I wish to tell you a tale of investigation and suspicion of a memory
leak in the ntlm_auth program (as compiled from
source3/utils/ntlm_auth.c). 

So in our system, we use ntlm_auth to provide both Kerberos and NTLM
authentication for transparent (and not-so transparent) web proxy
connections. In this particular instance, Kerberos is the auth of
choice, but I believe this is relevant to NTLM too. 

We spawn up a pool of ntlm_auth processes on demand. If a process is not
available when a connection comes in, we create a new one up to a
maximum. 

The base software version is 4.2.10, as shipped with Debian 8 (Jessie). 

Now that the particulars of the environment are out of the way..... 

So we have a customer. And they phoned in a support call that their
system was falling over. We dive in remotely, and see each ntlm_auth
process is running at an impressive 1.7GB of memory in the "VIRT" column
of top. EEP! 

Suspecting a memory leak, we compiled up version 4.2.10 with a call to
talloc_enable_leak_reporting_full() in source3/utils/ntlm_auth.c (why
isn't this a command line option at the least?), along with a mod to our
own processes to send CTRL+D to ntlm_auth prior to terminating the
process, and gathering the report on STDERR. 

Left it running for a day and examined the report. Each process had on
average over 19,000 DATA_BLOBs of around 1.5K in size, reportedly
created at lib/util/base64.c line 35, the function
base64_decode_data_blob_talloc(). 

After digging through the code, this function is called on (pseudo-code)
&line_of_STDIN[3] to decode the base64 blob input to a binary blob.
There's then a load of logic surrounding the 2-letter command code and
processing gensec, etc, etc, etc. 

Now... the crux of the matter. If I compare with an earlier (3.x.x)
branch, we see that data_blob_free() is called on this returned blob
whenever the command handler returns. In 4.x.x this code has been
refactored, and the function manage_gensec_request() doesn't always call
data_blob_free(). In fact, it rarely calls it at all. 

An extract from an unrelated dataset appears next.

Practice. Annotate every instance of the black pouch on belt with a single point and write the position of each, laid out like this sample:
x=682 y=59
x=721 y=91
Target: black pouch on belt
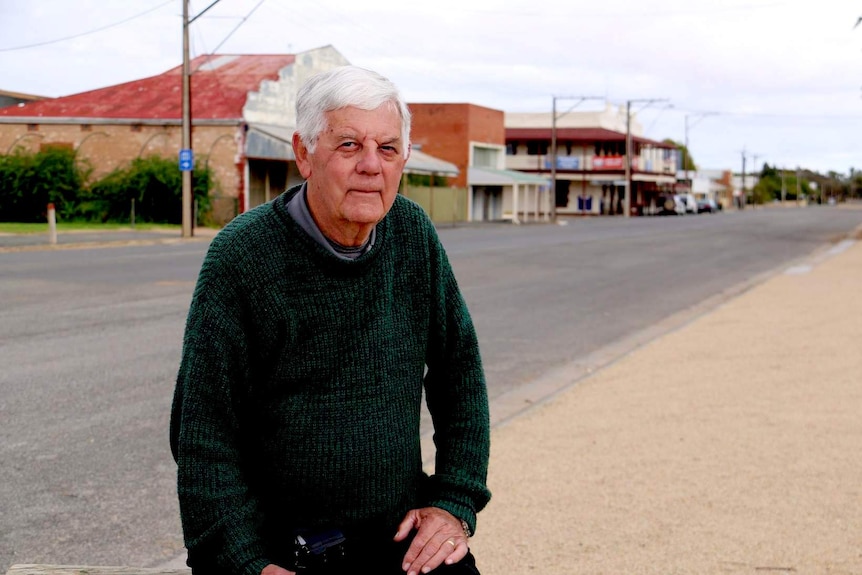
x=318 y=550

There's also a couple of returns that omit talloc_free(mem_ctx) that
seems to precede every other return in this function. 

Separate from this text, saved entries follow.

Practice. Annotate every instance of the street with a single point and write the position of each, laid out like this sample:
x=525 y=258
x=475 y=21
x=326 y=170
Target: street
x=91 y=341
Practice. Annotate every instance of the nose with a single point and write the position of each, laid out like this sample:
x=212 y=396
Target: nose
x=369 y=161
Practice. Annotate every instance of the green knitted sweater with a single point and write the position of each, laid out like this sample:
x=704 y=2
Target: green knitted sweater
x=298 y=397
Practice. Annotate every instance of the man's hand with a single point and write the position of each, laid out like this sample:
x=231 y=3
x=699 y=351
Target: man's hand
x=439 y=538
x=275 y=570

So, on this hunch, I added in the missing data_blob_free() calls and the
two talloc_free(mem_ctx) calls, and rebuilt. Now the same customer
system is sitting happily at a low memory usage, not showing so much of
a hint of a memory leak. 

I've attached the patch we used to "correct" ntlm_auth.c. I'd be
interested to here some technical commentary from knowledge Samba bods
:) 

Regards 

Rebecca Gellman (On behalf of SmoothWall)
Comment 1 Björn Jacke 2019-01-03 17:01:03 UTC
this fix went to master with this commit:

commit e999b798c6484de3cddad988406f97fc4cc7af79
Author: Stefan Metzmacher <metze@samba.org>
Date:   Tue Apr 4 11:52:56 2017 +0200

That means this is fixed in 4.7 and later

Please make sure to close bugs when they are fixed and/or assign them to Karolin to include them in the release branches.